Zonisamide (I), chemically known as 1,2-benzisoxazole-3-methanesulfonamide and belonging to the class of sulfonamides, is used for the treatment of epilepsy[1–3]. During the synthesis of I by the route reported in literature, the starting material 4-hydroxycoumarin (II), four precursors, viz., 1,2-benzisoxazole-3-acetic acid (III), 1,2-benzisoxazole-3-bromoacetic acid (IV), 1,2-benzisoxazole-3-methylbromide (V), sodium 1,2-benzisoxazole-3-methylbromide (VI) and two process impurities, viz., 2-hydroxyacetophenoneoxime (VII) and 3,3,3-tribromomethyl-1,2-benzisoxazole (VIII) shown in fig. 1 were considered as potential impurities.
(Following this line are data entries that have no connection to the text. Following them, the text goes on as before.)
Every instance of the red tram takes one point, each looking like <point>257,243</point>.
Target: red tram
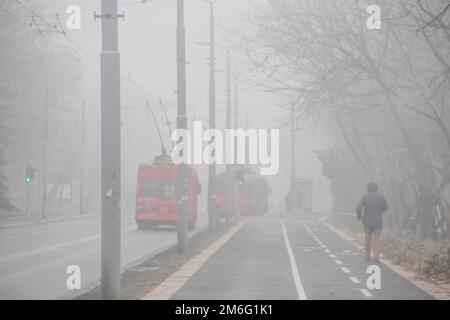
<point>156,202</point>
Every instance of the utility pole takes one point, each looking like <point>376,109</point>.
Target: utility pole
<point>83,124</point>
<point>229,188</point>
<point>44,157</point>
<point>236,103</point>
<point>236,124</point>
<point>111,179</point>
<point>293,193</point>
<point>212,221</point>
<point>182,219</point>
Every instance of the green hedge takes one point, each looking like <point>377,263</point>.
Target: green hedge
<point>428,258</point>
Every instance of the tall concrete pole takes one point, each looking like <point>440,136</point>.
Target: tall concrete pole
<point>111,175</point>
<point>182,219</point>
<point>229,186</point>
<point>82,159</point>
<point>236,125</point>
<point>212,221</point>
<point>44,157</point>
<point>293,193</point>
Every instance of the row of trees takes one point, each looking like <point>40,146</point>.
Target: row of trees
<point>382,93</point>
<point>31,60</point>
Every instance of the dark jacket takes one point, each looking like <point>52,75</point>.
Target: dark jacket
<point>370,208</point>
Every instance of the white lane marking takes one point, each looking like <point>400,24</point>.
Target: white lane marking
<point>366,293</point>
<point>298,283</point>
<point>345,270</point>
<point>172,284</point>
<point>53,247</point>
<point>354,280</point>
<point>306,227</point>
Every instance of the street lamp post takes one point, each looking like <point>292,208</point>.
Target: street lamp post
<point>182,221</point>
<point>212,221</point>
<point>110,155</point>
<point>229,198</point>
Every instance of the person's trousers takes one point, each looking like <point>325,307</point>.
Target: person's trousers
<point>373,243</point>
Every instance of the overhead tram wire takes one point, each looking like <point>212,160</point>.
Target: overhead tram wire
<point>81,49</point>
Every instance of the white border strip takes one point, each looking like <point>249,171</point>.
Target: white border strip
<point>172,284</point>
<point>298,283</point>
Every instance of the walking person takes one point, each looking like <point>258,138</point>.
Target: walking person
<point>370,212</point>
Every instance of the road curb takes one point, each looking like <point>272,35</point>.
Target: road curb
<point>439,292</point>
<point>173,283</point>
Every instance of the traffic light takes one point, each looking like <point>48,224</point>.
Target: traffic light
<point>239,177</point>
<point>29,174</point>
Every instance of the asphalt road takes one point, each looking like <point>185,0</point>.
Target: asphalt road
<point>34,258</point>
<point>291,257</point>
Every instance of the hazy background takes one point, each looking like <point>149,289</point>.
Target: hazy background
<point>148,67</point>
The content of all these, which could be present at trace levels, was needed to be analyzed in the drug substance. Among the high performance capillary electrophoresis (HPCE) and high performance liquid chromatography (HPLC) methods reported in literature[5–12] for the determination of I, none was found to be suitable for the simultaneous detection and quantification of II-VIII. This was due to poor resolution between I and VI. This necessitated development of a HPLC method suitable for the separation and simultaneous analysis of I and impurities II-VIII. The method was validated according to ICH Q1A (R2), Q2A and Q2B guidelines[13–15] and also extended to separation of degradation products formed under various stress conditions. The results are reported in this paper.
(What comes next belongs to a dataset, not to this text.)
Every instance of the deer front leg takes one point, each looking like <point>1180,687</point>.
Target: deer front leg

The drug (I) and the impurities II-VIII were synthesized and characterized in-house. Potassium dihydrogen phosphate (AR grade), methanol (HPLC grade), acetonitrile (HPLC grade), orthophosphoric acid, hydrochloric acid, sodium hydroxide and hydrogen peroxide were procured from Merck India (Mumbai, India). The chromatographic separation was carried out on a Merck Hitachi HPLC system consisting of L-7100 pump, L-7300 Column oven, L-7200 Autosampler, L-7420 detector and D-7000 system manager data acquisition software EZ chrom elite version 3.1.2 (Merck KGaA, Darmstadt, Germany).
The mobile phase had two components; component A consisted of a mixture of 0.02 M aqueous potassium dihydrogen phosphate-acetonitrile-methanol (75:10:15 v/v/v), pH adjusted to 4.0 with orthophosphoric acid and component B consisted of a mixture of 0.02 M aqueous potassium dihydrogen phosphate-acetonitrile-methanol (15:40:45 v/v/v), wherein pH was adjusted to 2.0 with orthophosphoric acid. Both components A and B were filtered separately through a 0.45 μ nylon membrane and degassed under sonication before use. The chromatographic column used was Waters Symmetry C18 (150×3.9 mm, 5 μ, Waters Corporation, Milford, USA). The chromatography was performed at a flow rate of 1.0 ml/min using a linear gradient changing the component A (100%) to component B (100%) over a period of 45 min. The detection wavelength was 285 nm and injection volume was 20 μl.
Stock solutions of 2 mg/ml of I and 0.002 mg/ml each of the impurities II-VIII were prepared in water. Additionally, a solution containing a mixture of 2 mg/ml of I and 0.002 mg/ml each of II-VIII was prepared for system suitability.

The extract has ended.